The Privy Council therefore acknowledged and approved the U.S. appeal proceedings, noting that without giving them sanction, it might be the case that the liquidator could not recoup costs from Fairfield Sentry’s estate. “That would be a perverse result in view of the very significant benefit of the U.S. appeal to the estate and the investors,” Lord David Richards wrote.
Fairfield Sentry operated as one of the largest feeder funds for Bernard L. Madoff Investment Securities LLC, or BLMIS. BLMIS was an asset management business that was uncovered in December 2008 as the largest Ponzi scheme in U.S. history.
In the wake of Madoff’s fraud unraveling, Fairfield Sentry made a claim in the liquidation of BLMIS for $230 million, conditional on Fairfield Sentry paying $70 million to BLMIS. Then in December 2010 Krys agreed to sell the claim to Farnum, a special-purpose vehicle owned by Boston-based hedge fund Baupost Group LLC.
Just days after the sale was agreed to, the claim’s value skyrocketed because a settlement was reached between the trustee of BLMIS and the estate of Jeffrey Picower, under which $5 billion would be paid to the BLMIS trustee.
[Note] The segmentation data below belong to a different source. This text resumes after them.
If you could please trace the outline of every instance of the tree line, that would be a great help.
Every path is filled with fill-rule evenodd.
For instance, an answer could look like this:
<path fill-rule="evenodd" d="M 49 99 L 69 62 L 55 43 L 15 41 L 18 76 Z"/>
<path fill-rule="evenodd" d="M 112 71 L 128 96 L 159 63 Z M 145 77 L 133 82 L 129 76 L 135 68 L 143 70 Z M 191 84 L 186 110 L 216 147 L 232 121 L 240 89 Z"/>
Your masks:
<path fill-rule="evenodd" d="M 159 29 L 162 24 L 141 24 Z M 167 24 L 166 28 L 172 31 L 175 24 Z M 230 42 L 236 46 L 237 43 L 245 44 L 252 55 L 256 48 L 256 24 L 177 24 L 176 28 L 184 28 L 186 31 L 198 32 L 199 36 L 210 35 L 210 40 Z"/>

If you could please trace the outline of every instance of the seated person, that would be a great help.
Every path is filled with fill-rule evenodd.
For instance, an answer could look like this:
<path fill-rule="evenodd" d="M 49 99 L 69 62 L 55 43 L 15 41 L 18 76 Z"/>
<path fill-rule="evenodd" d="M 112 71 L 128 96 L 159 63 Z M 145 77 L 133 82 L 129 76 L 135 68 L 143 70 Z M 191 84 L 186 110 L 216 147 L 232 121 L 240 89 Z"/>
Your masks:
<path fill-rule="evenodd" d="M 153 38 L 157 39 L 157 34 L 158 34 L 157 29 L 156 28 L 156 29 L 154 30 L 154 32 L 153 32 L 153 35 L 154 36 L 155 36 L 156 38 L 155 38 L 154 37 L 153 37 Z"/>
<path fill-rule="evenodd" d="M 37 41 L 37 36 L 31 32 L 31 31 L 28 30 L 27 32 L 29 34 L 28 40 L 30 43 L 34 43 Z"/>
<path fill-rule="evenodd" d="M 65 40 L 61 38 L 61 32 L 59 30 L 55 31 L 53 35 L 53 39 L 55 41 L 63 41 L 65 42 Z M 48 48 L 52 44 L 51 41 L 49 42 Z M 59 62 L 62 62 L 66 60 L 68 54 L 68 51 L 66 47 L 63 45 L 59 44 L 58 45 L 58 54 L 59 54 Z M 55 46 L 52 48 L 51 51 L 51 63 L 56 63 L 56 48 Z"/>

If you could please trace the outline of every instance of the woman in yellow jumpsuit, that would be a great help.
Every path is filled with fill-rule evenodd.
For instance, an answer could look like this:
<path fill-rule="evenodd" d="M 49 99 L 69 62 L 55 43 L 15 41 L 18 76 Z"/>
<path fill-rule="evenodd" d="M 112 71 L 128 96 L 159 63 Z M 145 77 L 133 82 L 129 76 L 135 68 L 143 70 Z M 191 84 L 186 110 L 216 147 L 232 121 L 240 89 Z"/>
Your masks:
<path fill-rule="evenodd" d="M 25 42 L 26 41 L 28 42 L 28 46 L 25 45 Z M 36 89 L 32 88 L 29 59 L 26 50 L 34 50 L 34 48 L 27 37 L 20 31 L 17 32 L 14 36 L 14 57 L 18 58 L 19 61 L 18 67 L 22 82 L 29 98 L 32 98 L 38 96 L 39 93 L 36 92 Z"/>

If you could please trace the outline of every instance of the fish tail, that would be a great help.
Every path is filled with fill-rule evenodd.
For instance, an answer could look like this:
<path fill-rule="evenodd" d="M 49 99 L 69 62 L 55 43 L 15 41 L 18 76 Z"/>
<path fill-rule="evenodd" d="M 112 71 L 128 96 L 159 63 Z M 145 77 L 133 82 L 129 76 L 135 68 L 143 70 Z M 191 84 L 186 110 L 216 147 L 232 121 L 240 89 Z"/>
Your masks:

Based on trading prices after the settlement’s announcement, it would place a value of some $125 million on the claim, according to the judgment.
Krys contended at the U.S. Bankruptcy Court for the Southern District of New York that Fairfield Sentry was not bound to complete the sale, but in January 2013 the court held that there was no basis for disapproving the deal.
The British Virgin Islands’ High Court then found in July the same year that the U.S. proceedings were used as a device to cause the sale contract to become frustrated in order for the liquidator to escape it. The court therefore refused to sanction Krys’ appeal in the U.S. proceedings. Over seven years later, the Eastern Caribbean Court of Appeal dismissed Krys’ appeal against the BVI High Court’s decision not to give sanction.
The Privy Council found that it was in “no doubt” that the U.S. courts eventually disapproval of the sale in 2015 was a “material change in circumstances” since the BVI 2013 decision and the appeals court decision should have taken this into account.
“The decision [in the U.S.] was the outcome of the very appeal for which sanction was sought,” Lord Richards wrote. “The board finds it impossible to see how it was not at least a material factor to take into account.”
Representatives for the parties did not immediately respond to requests to comment Tuesday.
The Fairfield Sentry liquidators are represented by Andrew Westwood KC of Maitland and Alistair Abbott of Forbes Hare, instructed by Forbes Hare.
Farnum Place is represented by Sue Prevezer KC and Ben Woolgar of Brick Court Chambers and Richard Evans of 6KBW College Hill, instructed by Conyers Dill & Pearman and Sinclair Gibson LLP.
The case is Kenneth Krys (as liquidator of Fairfield Sentry Ltd. (in liquidation)) v. Farnum Place LLC, case number 0006 of 2024, in the Judicial Committee of the Privy Council.